Kentucky authorities said the destruction wrought was hindering their ability to tally the devastation from Friday night’s storms.
At least 64 people were killed in the state alone, although officials believe the death toll will be lower than initially feared since it appeared many more people escaped a candle factory in Mayfield, Kentucky, than first thought.
“We’re not going to let any of our families go homeless,” Kentucky governor Andy Beshear said, announcing that lodges in state parks were being used to provide shelter.
In Mayfield, one of the hardest hit towns, those who survived faced temperatures below freezing on Monday without any utilities.
“So that is purely survival at this point for so many of our people.”
Across the state, about 26,000 homes and businesses were without electricity, according to poweroutage.us, including nearly all of those in Mayfield. More than 10,000 homes and businesses had no water, and another 17,000 were under boil-water advisories, Kentucky Emergency Management director Michael Dossett told reporters.
“This will go on for years to come,” he said.
Kentucky was the worst hit in the cluster of twisters across several states, remarkable because they came at a time of year when cold weather normally limits tornadoes.
There were at least another 14 deaths in Illinois, Tennessee, Arkansas and Missouri.
But Mr Beshear warned that it could take several more days to pin down the full death toll, with door-to-door searches impossible in some places.
Initially as many as 70 people were feared dead in the Mayfield Consumer Products candle factory, but the company said on Sunday that eight deaths were confirmed and eight people remained missing, while more than 90 others had been located.
“Many of the employees were gathered in the tornado shelter and after the storm was over they left the plant and went to their homes,” Bob Ferguson, a spokesman for the company, said.
Debris from destroyed buildings and shredded trees covered the ground in Mayfield, a city of about 10,000 in western Kentucky. Twisted sheet metal, downed power cables and wrecked vehicles lined the streets. Windows were blown out and roofs torn off the buildings that were still standing.

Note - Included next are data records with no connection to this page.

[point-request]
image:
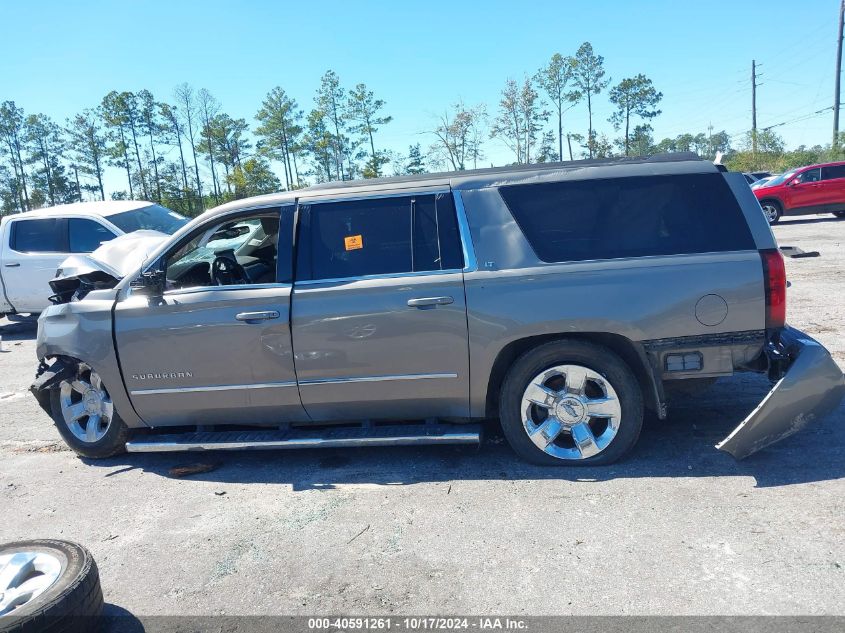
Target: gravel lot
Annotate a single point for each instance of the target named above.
(678, 528)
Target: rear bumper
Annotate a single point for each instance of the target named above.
(809, 386)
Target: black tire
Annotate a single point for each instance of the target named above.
(73, 603)
(112, 443)
(776, 207)
(595, 357)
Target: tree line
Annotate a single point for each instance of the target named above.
(188, 154)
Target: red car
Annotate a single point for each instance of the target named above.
(803, 191)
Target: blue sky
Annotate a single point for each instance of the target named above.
(60, 57)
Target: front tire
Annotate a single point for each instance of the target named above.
(85, 416)
(571, 403)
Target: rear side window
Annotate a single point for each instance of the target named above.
(833, 171)
(811, 175)
(38, 236)
(379, 236)
(85, 236)
(629, 217)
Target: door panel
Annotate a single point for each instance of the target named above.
(808, 191)
(363, 352)
(187, 357)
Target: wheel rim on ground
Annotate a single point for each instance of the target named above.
(24, 576)
(571, 412)
(86, 406)
(771, 212)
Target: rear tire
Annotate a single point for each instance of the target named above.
(73, 602)
(552, 372)
(772, 210)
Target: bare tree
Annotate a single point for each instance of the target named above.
(460, 137)
(186, 100)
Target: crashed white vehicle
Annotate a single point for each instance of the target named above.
(34, 244)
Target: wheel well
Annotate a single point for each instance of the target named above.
(627, 350)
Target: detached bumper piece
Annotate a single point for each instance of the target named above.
(333, 437)
(48, 377)
(809, 386)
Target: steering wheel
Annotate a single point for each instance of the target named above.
(226, 271)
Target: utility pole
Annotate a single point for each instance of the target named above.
(754, 105)
(838, 74)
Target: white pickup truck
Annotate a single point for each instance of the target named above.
(34, 244)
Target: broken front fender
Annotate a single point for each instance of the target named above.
(812, 386)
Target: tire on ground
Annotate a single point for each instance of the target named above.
(112, 443)
(72, 604)
(595, 357)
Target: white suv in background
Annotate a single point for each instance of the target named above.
(33, 244)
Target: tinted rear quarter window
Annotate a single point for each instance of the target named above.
(38, 236)
(379, 236)
(629, 217)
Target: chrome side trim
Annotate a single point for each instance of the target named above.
(196, 289)
(315, 198)
(455, 437)
(330, 381)
(264, 385)
(470, 260)
(336, 280)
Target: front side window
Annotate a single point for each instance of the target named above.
(38, 236)
(811, 175)
(379, 236)
(833, 171)
(85, 236)
(629, 217)
(237, 251)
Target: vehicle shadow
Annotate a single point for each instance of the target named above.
(681, 446)
(17, 327)
(787, 220)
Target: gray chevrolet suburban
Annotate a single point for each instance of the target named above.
(561, 299)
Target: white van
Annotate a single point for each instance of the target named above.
(33, 244)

Firefighters there had to rip the doors off their station to get vehicles out, according to Fire Chief Jeremy Creason on CBS Mornings.

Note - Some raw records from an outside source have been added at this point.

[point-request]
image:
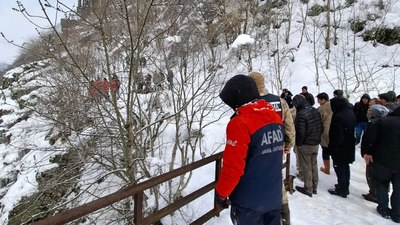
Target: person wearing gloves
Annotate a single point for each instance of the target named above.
(381, 150)
(283, 111)
(251, 175)
(374, 112)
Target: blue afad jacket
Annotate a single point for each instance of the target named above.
(260, 188)
(252, 161)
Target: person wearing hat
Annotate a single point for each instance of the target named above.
(287, 96)
(360, 110)
(381, 150)
(341, 144)
(338, 93)
(308, 95)
(283, 111)
(374, 112)
(251, 175)
(326, 116)
(309, 128)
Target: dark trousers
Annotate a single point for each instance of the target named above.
(370, 179)
(325, 153)
(343, 176)
(383, 176)
(309, 167)
(242, 216)
(360, 128)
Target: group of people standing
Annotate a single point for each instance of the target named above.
(251, 176)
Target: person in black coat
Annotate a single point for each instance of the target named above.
(308, 95)
(309, 127)
(381, 148)
(375, 112)
(342, 144)
(360, 110)
(287, 96)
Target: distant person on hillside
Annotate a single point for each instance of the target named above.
(105, 87)
(387, 100)
(360, 110)
(309, 97)
(342, 144)
(374, 113)
(326, 117)
(392, 96)
(283, 111)
(309, 128)
(287, 96)
(374, 101)
(115, 85)
(381, 148)
(251, 174)
(338, 93)
(92, 89)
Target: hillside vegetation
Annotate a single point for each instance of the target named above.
(67, 141)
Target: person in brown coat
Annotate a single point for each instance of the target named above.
(283, 110)
(326, 116)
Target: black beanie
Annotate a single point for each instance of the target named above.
(239, 90)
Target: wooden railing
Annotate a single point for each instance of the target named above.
(137, 191)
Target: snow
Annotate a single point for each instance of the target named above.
(322, 208)
(242, 39)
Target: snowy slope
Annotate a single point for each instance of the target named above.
(19, 169)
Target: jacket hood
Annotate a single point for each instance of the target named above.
(238, 91)
(366, 96)
(396, 112)
(338, 92)
(299, 102)
(338, 104)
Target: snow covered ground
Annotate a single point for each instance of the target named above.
(326, 209)
(321, 209)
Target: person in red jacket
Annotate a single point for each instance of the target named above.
(115, 84)
(251, 175)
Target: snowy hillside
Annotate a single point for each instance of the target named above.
(65, 142)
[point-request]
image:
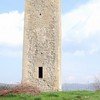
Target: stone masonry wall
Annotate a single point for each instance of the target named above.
(42, 44)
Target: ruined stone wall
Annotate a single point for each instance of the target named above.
(42, 44)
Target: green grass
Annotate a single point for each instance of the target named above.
(73, 95)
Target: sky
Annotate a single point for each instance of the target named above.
(80, 40)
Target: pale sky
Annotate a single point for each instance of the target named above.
(80, 40)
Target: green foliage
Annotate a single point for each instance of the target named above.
(72, 95)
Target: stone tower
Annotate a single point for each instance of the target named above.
(42, 44)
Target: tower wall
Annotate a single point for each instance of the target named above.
(42, 44)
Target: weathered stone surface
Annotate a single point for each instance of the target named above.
(42, 44)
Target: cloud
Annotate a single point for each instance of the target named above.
(81, 27)
(11, 28)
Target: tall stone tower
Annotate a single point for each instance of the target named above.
(42, 44)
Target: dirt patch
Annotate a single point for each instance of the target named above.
(21, 89)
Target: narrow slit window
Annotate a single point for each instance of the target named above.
(40, 72)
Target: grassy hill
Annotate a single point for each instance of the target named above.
(72, 95)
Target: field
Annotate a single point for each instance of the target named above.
(73, 95)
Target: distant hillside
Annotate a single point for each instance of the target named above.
(70, 87)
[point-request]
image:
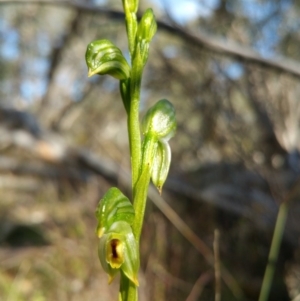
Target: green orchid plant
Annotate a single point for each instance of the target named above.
(120, 220)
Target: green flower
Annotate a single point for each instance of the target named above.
(118, 250)
(103, 57)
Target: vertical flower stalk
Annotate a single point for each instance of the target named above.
(119, 220)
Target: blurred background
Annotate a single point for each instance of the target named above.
(232, 71)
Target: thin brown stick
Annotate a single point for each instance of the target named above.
(198, 286)
(217, 265)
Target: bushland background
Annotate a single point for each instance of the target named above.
(232, 71)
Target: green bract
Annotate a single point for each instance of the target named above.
(158, 125)
(131, 5)
(161, 164)
(145, 32)
(113, 207)
(147, 27)
(160, 121)
(103, 57)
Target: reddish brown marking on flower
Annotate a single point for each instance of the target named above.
(114, 245)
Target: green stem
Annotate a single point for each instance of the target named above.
(141, 188)
(274, 251)
(128, 290)
(134, 133)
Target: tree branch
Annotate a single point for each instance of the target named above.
(210, 43)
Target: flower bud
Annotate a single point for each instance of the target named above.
(103, 57)
(145, 32)
(147, 27)
(131, 5)
(113, 207)
(161, 164)
(159, 121)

“Words cannot describe the bravery, the selflessness that they’ve exhibited,” he said of his employees.
Four twisters hit Kentucky in total, including one with a path about 200 miles (322km) long, authorities said.
In addition to the deaths in Kentucky, the tornadoes also killed at least six people in Illinois, where an Amazon distribution centre in Edwardsville was hit; four in Tennessee; two in Arkansas, where a nursing home was destroyed and the governor said workers shielded residents with their own bodies; and two in Missouri.
Pope Francis expressed his sadness over the “devastating impact” of the tornadoes. In a telegram sent on Monday by Vatican secretary of state, Cardinal Pietro Parolin, the pope offered prayers for those who died, “comfort to those who mourn their loss and strength to all those affected by this immense tragedy”.